I have a table which has the following columns: Date, AcctId, CustID, BackupID, Logins, Amount. For a given Date, an AcctID can more than one CustIDs, but I want to assign a singular CustID to an AcctID based on the value of Logins.
i.e.:
If Cust1 has more Logins than Cust2 for the given Date and AcctID then CustID should have Cust1 as value.
If Cust1 logins = Cust2 logins then CustID should have BackupID value.
I then want to add the Amount for the given Date, AcctID.
Can anybody help with logic?
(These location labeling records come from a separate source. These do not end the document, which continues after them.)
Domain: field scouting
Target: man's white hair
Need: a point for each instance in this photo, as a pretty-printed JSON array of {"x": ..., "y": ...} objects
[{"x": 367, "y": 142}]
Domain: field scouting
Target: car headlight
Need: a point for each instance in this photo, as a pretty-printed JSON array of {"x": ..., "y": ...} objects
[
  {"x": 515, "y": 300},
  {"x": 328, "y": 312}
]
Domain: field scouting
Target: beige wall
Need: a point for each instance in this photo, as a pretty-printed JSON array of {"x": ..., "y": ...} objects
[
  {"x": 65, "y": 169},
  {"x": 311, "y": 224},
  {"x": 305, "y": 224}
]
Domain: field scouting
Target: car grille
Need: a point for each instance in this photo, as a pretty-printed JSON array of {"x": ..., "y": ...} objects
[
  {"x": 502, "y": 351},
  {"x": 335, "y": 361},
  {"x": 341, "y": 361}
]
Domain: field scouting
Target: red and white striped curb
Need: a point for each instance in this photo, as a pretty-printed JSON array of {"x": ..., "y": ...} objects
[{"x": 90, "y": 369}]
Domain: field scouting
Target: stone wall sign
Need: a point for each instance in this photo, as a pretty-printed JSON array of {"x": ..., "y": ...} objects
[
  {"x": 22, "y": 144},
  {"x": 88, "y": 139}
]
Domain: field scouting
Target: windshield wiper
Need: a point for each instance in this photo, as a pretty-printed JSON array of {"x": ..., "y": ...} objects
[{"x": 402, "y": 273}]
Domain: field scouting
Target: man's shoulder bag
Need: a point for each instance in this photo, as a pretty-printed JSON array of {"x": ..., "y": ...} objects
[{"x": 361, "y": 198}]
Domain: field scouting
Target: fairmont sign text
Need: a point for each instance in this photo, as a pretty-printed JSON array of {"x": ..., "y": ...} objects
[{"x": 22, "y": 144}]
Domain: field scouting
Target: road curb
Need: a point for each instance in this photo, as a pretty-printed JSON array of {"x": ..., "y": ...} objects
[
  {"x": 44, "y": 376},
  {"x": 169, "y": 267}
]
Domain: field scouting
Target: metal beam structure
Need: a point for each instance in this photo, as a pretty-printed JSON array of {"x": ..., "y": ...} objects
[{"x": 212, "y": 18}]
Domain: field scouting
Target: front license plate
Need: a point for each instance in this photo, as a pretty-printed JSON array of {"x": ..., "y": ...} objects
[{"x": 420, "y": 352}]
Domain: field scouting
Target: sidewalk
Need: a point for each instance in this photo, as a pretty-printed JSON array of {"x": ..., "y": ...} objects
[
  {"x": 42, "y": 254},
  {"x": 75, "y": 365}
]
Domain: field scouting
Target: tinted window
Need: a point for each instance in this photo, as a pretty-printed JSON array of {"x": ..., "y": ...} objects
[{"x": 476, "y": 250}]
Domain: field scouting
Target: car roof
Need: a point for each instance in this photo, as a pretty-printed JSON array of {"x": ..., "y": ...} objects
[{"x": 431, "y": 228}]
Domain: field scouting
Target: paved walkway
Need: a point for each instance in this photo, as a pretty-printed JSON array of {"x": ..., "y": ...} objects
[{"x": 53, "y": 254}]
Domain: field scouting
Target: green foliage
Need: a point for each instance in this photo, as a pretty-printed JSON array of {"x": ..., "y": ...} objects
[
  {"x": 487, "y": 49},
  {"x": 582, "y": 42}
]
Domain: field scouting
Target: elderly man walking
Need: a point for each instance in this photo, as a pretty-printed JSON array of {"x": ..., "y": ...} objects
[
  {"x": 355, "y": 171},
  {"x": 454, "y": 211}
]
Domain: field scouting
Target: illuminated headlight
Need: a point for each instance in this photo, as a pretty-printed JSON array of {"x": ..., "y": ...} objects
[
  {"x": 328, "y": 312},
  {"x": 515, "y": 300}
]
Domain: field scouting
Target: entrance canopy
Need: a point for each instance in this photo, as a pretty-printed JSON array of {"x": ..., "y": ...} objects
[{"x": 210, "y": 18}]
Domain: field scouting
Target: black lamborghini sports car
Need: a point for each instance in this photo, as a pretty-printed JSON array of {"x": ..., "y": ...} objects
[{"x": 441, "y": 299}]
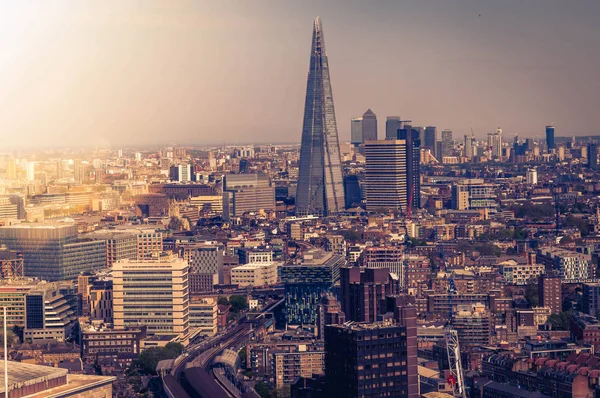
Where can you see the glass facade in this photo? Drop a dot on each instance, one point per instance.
(320, 186)
(54, 253)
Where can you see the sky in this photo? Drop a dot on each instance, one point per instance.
(124, 73)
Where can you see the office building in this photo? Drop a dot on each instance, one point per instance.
(119, 246)
(532, 176)
(590, 300)
(206, 265)
(104, 341)
(468, 150)
(372, 359)
(413, 165)
(203, 316)
(306, 281)
(550, 138)
(392, 125)
(181, 173)
(495, 143)
(474, 194)
(320, 188)
(100, 300)
(430, 140)
(329, 313)
(37, 381)
(447, 143)
(48, 314)
(550, 293)
(390, 257)
(386, 175)
(369, 127)
(153, 293)
(592, 150)
(352, 191)
(363, 290)
(572, 267)
(356, 131)
(245, 193)
(151, 205)
(473, 324)
(53, 251)
(255, 274)
(288, 366)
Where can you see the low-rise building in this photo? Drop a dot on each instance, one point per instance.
(101, 340)
(254, 274)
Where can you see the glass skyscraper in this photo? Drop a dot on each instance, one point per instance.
(320, 185)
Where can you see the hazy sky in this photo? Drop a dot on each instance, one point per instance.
(125, 72)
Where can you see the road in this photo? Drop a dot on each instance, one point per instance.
(202, 354)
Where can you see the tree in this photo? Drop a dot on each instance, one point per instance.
(238, 303)
(262, 389)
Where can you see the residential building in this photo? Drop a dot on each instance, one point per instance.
(550, 293)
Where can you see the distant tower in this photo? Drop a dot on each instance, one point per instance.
(356, 131)
(369, 126)
(392, 125)
(447, 143)
(430, 139)
(320, 185)
(532, 176)
(550, 138)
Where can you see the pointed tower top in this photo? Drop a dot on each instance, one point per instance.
(369, 112)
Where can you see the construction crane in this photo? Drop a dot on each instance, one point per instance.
(456, 378)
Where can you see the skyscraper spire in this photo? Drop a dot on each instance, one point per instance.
(320, 182)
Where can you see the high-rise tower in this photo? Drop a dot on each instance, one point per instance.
(320, 184)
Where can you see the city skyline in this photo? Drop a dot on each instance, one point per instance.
(120, 73)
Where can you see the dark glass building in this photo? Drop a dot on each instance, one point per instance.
(413, 165)
(320, 184)
(306, 283)
(372, 359)
(550, 138)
I tried self join but probably not thinking it the right way.
Advertisement
Answer
You can implement your rules using aggregation and window functions:
select acctid, date,
(case when count(*) = 1 then min(custid)
else min(backupid)
end) as imputed_customer
from (select acctid, date, min(backupid) as backupid, custid,
count(*) as cnt,
rank() over (partition by acctid, date order by count(*) desc) as seqnum
from t
group by acctid, date
) ad
where seqnum = 1
group by acctid, date;
The subquery aggregates the data by acctid, date, and custid. It also ranks the custids for a given acct/date combination.
The outer query then says:
- If there is only one maximum
custid, then use that. - Otherwise use the
backupid.
Note that if there are multiple backupid on a given acctid/date combination, then an arbitrary one is used.